Nasdaq Sees Sharpest Drop In More Than a Year Amid Selloff In Chip Stocks
Stocks plunged on Friday amid a broad selloff in chip stocks and rising Treasury yields that followed a stronger-than-expected jobs report.
The Nasdaq Composite dropped more than 4%, its largest drop since April last year. The S&P 500 fell 2.64%, while the Dow Jones Industrial Average dropped 1.35%.
Broadcom shares fell by more than 6% on the session after already dropping 12% on Thursday. Marvell Technology and Micron Technology fell 12% and 11%, respectively.
Anshul Sharma, chief investment officer at Savvy Wealth, said “this is a bit of profit taking.” “The AI narrative still remains intact, but I do think that the expectations got more elevated than they thought, and I think even relatively good news can end up disappointing when it’s not as high as where the expectations are.”
Treasury yields also climbed after job growth surged beyond expectations in May, according to new data from the Bureau of Labor Statistics.
Concretely, nonfarm payrolls climbed 172,000 last month, more than twice the figure expected by the Dow Jones consensus. April’s figure was revised upwards to 179,000.
The unemployment rate stood at 4.3%, in line with expectations. “Among the major worker groups, the unemployment rates showed little or no change in May for adult men (4.0 percent), adult women (3.8 percent), teenagers (14.7 percent), and people who are White (3.8 percent), Black (6.6 percent), Asian (3.8 percent), or Hispanic (5.0 percent),” the report noted.
Average hourly earnings climbed 0.3% compared to the previous month and 3.4% in an inter-annual basis, also in line with expectations. Inflation stood at 3.8% in April, largely as a result of energy-related spikes resulting from the war in Iran, meaning that wage growth is lagging price increases.
The report could increase the chances of an interest rate hike this year by the Federal Reserve, according to market observers.
CME’s FedWatch increased chances of a rate hike by the end of December at almost 70%, compared to 52% before the latest figures. The market still expects rates to remain steady at the 3.50%-3.75% range after the June meeting.
Cryptocurrencies also plunged, with Bitcoin and Ethereum extending their sharp declines this week, capping one of the cryptocurrency market’s most difficult stretches in recent years as investors pulled billions of dollars from crypto investment products and reduced exposure to risk assets.

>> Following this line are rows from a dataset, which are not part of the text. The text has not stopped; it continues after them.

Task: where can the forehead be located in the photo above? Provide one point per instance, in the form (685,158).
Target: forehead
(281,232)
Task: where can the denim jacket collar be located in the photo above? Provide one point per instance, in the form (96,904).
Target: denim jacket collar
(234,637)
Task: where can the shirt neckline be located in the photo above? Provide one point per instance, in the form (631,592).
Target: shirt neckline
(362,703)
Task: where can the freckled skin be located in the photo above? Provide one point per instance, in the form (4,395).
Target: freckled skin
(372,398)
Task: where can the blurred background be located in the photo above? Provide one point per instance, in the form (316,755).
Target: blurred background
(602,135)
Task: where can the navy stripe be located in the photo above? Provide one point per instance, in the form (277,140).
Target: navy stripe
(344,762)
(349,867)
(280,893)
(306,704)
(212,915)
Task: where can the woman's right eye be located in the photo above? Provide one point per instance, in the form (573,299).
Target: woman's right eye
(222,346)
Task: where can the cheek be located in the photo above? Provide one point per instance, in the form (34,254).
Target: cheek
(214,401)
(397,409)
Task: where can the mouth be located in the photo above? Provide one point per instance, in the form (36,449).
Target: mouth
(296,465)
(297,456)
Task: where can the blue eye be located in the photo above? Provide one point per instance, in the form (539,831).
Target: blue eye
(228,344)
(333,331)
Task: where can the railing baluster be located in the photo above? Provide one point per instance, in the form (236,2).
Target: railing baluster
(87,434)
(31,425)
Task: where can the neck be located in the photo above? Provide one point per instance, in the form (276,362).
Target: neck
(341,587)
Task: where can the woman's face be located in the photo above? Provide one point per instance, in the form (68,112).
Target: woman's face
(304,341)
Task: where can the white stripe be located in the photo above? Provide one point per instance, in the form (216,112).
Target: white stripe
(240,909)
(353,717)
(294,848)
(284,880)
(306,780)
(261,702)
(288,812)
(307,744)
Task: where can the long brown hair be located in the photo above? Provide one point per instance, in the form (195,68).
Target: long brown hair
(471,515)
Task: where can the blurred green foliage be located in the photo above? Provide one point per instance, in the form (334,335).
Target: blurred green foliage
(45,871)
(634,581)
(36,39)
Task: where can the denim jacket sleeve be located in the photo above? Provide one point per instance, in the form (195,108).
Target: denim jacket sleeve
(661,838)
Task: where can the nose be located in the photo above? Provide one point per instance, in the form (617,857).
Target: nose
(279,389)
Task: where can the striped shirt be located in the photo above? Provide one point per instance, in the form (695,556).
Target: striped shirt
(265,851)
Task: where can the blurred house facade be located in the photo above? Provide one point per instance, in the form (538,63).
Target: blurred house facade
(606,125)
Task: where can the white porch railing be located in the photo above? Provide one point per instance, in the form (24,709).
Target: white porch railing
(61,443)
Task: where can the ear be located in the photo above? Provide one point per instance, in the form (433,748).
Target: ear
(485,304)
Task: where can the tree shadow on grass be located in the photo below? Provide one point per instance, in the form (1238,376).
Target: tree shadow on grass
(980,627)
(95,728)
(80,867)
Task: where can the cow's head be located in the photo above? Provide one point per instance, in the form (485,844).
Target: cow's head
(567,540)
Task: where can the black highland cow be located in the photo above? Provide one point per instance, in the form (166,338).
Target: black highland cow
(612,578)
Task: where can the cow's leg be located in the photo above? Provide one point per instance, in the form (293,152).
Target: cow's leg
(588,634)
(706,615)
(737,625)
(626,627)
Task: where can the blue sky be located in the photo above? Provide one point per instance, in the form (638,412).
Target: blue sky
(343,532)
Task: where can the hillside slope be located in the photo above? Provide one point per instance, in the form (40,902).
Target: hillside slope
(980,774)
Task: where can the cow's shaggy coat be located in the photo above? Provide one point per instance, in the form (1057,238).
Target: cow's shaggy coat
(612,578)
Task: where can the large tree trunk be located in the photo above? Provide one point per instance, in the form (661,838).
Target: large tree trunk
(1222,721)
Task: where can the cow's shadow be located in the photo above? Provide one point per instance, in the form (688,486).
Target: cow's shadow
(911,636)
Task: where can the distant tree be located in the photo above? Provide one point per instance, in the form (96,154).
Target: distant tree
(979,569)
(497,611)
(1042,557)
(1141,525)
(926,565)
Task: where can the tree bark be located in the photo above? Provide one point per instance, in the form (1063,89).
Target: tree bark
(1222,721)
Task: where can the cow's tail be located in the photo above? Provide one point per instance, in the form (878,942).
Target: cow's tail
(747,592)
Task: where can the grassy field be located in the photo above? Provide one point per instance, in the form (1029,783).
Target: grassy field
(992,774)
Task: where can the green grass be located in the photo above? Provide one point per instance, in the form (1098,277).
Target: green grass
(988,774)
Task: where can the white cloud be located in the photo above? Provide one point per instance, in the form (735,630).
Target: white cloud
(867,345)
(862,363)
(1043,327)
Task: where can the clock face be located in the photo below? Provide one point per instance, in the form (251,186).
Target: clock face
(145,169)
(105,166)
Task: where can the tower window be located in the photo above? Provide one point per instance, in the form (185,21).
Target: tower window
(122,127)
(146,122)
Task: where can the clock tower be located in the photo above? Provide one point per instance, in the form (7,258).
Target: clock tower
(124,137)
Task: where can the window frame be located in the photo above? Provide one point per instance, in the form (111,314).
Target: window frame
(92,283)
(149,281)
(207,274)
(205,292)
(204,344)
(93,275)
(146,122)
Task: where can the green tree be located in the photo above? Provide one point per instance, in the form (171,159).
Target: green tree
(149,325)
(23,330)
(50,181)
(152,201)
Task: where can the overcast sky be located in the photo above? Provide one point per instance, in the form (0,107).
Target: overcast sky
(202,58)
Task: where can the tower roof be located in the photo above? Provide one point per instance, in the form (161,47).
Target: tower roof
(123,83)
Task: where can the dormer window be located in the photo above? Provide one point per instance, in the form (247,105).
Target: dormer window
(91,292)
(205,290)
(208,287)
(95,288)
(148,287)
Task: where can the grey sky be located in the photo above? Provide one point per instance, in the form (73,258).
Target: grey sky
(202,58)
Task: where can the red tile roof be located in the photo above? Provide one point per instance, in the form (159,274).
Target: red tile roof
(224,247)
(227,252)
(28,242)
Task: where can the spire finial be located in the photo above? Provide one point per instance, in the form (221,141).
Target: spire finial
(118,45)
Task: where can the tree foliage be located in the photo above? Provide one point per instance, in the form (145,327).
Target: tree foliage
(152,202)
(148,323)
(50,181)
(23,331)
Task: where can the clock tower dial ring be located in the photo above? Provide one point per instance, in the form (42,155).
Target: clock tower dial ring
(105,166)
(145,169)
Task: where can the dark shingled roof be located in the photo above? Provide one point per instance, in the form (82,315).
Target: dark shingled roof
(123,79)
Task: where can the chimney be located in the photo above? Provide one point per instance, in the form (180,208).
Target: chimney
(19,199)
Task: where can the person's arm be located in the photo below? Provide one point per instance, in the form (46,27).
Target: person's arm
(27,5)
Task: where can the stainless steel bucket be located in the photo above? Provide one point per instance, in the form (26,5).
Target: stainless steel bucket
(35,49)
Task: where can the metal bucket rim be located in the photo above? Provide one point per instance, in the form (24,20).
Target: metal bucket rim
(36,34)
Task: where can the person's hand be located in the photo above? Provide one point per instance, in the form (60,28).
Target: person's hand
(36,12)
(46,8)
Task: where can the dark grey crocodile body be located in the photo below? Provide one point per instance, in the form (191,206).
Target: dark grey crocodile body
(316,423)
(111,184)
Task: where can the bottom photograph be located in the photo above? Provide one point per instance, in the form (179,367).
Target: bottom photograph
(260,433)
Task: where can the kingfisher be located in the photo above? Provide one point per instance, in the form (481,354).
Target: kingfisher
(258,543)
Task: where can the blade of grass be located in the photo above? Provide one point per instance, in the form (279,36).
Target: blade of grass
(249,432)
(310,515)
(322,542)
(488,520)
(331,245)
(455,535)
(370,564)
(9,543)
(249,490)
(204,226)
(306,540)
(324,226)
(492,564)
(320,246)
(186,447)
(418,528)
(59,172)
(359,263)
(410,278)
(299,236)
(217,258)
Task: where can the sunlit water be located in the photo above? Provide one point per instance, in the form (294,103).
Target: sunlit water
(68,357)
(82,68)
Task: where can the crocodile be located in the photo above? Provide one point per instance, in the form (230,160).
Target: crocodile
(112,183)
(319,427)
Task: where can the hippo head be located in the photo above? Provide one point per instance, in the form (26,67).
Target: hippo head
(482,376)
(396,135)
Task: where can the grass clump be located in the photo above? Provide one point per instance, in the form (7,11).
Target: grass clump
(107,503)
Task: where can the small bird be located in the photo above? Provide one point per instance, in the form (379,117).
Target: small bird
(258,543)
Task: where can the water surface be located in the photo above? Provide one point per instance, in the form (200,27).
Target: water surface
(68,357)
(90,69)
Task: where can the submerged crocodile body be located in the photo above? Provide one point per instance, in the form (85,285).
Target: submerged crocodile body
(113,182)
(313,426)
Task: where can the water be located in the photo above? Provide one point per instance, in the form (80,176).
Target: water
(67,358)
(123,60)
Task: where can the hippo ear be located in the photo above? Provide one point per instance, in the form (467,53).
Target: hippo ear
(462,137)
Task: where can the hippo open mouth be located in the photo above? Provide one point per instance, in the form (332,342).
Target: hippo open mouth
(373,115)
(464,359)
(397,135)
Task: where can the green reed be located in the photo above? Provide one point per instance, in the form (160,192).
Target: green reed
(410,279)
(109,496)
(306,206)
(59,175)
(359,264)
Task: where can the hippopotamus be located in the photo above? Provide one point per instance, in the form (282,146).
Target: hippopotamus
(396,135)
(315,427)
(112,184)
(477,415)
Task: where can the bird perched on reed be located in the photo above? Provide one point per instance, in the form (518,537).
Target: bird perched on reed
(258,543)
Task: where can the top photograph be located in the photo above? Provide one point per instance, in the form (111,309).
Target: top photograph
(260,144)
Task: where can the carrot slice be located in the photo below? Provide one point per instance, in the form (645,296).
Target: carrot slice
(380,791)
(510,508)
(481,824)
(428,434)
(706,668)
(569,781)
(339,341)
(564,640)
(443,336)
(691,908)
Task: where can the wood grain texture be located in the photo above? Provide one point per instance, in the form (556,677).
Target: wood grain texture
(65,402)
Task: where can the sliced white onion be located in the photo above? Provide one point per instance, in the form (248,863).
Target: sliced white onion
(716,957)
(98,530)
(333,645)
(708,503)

Bitcoin fell roughly 15% during the first week of June, dropping below $63,000, while Ethereum slid to its lowest level since April 2025. The declines came amid heavy selling across digital assets, with the broader cryptocurrency market also recording significant losses. According to The Economic Times, Bitcoin’s retreat has erased a substantial portion of the gains recorded earlier in the year, while Ethereum faced additional pressure from weakening institutional demand.